Mantega observou que o investidor está se adaptando à realidade de que a renda financeira é mais baixa, porque o risco é baixo. "Se você está num título público, sem risco, vai ganhar um pouquinho. Isso estimula o investidor a partir para imóveis, para o mercado de capitais. Com isso, vamos dar uma injeção no mercado capitais, nas debêntures, no setor produtivo." Segundo ele, com juros menores do que os que vigoraram por tanto tempo no Brasil, haverá, de um lado, estímulo à produção e ao investimento, e de outro, incentivo ao consumo, especialmente se também houver queda dos spreads bancários.

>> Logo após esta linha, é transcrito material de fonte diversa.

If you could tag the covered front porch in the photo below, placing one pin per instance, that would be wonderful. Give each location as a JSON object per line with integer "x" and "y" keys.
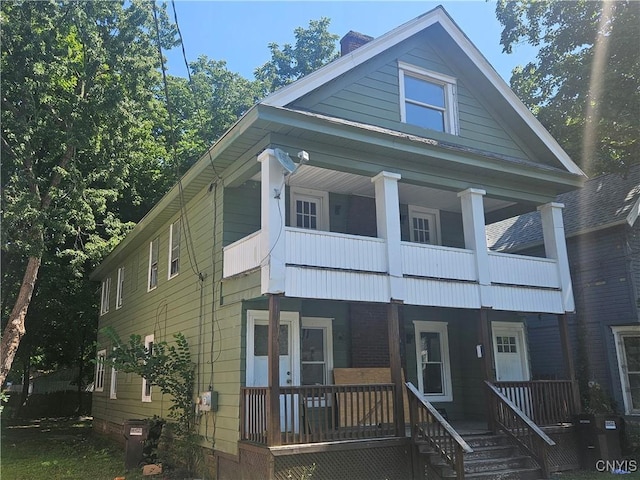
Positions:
{"x": 392, "y": 418}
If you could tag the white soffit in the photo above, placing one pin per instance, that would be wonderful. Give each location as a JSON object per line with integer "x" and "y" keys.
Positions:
{"x": 308, "y": 176}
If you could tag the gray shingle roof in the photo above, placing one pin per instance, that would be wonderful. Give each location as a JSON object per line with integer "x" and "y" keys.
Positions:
{"x": 603, "y": 202}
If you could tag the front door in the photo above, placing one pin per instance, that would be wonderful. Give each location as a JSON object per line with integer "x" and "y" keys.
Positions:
{"x": 512, "y": 362}
{"x": 258, "y": 360}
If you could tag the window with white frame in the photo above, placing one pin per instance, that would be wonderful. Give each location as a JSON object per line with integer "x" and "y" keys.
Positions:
{"x": 316, "y": 351}
{"x": 174, "y": 248}
{"x": 154, "y": 252}
{"x": 104, "y": 297}
{"x": 120, "y": 288}
{"x": 627, "y": 340}
{"x": 98, "y": 384}
{"x": 146, "y": 386}
{"x": 428, "y": 99}
{"x": 309, "y": 209}
{"x": 424, "y": 225}
{"x": 432, "y": 356}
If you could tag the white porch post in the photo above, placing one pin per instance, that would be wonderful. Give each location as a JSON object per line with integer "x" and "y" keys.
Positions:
{"x": 272, "y": 244}
{"x": 388, "y": 223}
{"x": 555, "y": 247}
{"x": 475, "y": 239}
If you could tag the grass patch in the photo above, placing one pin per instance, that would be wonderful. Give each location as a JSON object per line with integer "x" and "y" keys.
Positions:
{"x": 60, "y": 449}
{"x": 593, "y": 475}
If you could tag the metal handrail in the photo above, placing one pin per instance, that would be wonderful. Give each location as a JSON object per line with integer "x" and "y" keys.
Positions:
{"x": 429, "y": 425}
{"x": 520, "y": 428}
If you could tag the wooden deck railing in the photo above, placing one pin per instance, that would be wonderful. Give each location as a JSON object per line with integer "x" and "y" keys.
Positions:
{"x": 321, "y": 413}
{"x": 546, "y": 402}
{"x": 508, "y": 418}
{"x": 428, "y": 425}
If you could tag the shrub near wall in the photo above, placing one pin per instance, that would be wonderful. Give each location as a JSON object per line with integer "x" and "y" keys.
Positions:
{"x": 56, "y": 404}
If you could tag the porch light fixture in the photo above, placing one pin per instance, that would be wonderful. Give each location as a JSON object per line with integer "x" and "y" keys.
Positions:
{"x": 285, "y": 160}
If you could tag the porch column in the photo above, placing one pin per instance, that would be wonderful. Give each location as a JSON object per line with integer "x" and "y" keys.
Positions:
{"x": 570, "y": 370}
{"x": 475, "y": 239}
{"x": 273, "y": 362}
{"x": 393, "y": 323}
{"x": 388, "y": 223}
{"x": 555, "y": 247}
{"x": 485, "y": 342}
{"x": 272, "y": 243}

Para Mantega, a queda dos juros brasileiros nos últimos meses é o que estaria por trás da onda de descontentamento de alguns investidores estrangeiros com a economia brasileira. "O Brasil era o último peru de Natal", disse Mantega, citando a imagem seguidamente empregada pelo ex-ministro Antonio Delfim Netto. A alta rentabilidade e o baixo risco da aplicação no país tornavam o espaço de ganho do investidor estrangeiro "uma aberração", afirmou Mantega. "Aqui era ganhar dinheiro sem risco. Aí, de repente, tiramos o peru."
Mantega reiterou que o governo não trabalha com uma taxa de câmbio de equilíbrio, mas que enxerga o atual nível mais competitivo do que foi no passado. "Eu disse que câmbio de R$ 2 é melhor do que a R$ 1,50, não disse mais do que isso", afirmou. "Não sei qual é o câmbio de equilíbrio. E ninguém joga limpo nessa questão."
Mantega lembrou que o Brasil continua a adotar medidas para impedir entradas excessivas de capital, e não mostrou nenhuma simpatia quanto à remoção do Imposto sobre Operações Financeiras (IOF) que incide sobre operações de derivativos, reivindicação constante de analistas de mercado. "Vão ter que me convencer muito para tirar esse IOF. É o mercado mais alavancado, e nós desmontamos essa alavancagem."
Mantega ressaltou ainda que não haverá mudança na meta de superávit primário deste ano, de 3,1% do PIB. " Estamos acima da meta, com 3,6%, 3,7% de superávit primário", disse, chamando atenção para o déficit nominal (que inclui gastos com juros), que deverá melhorar em 2012, ficando, segundo ele, na casa de 1,4% do PIB, abaixo dos 2,5% do PIB do ano passado.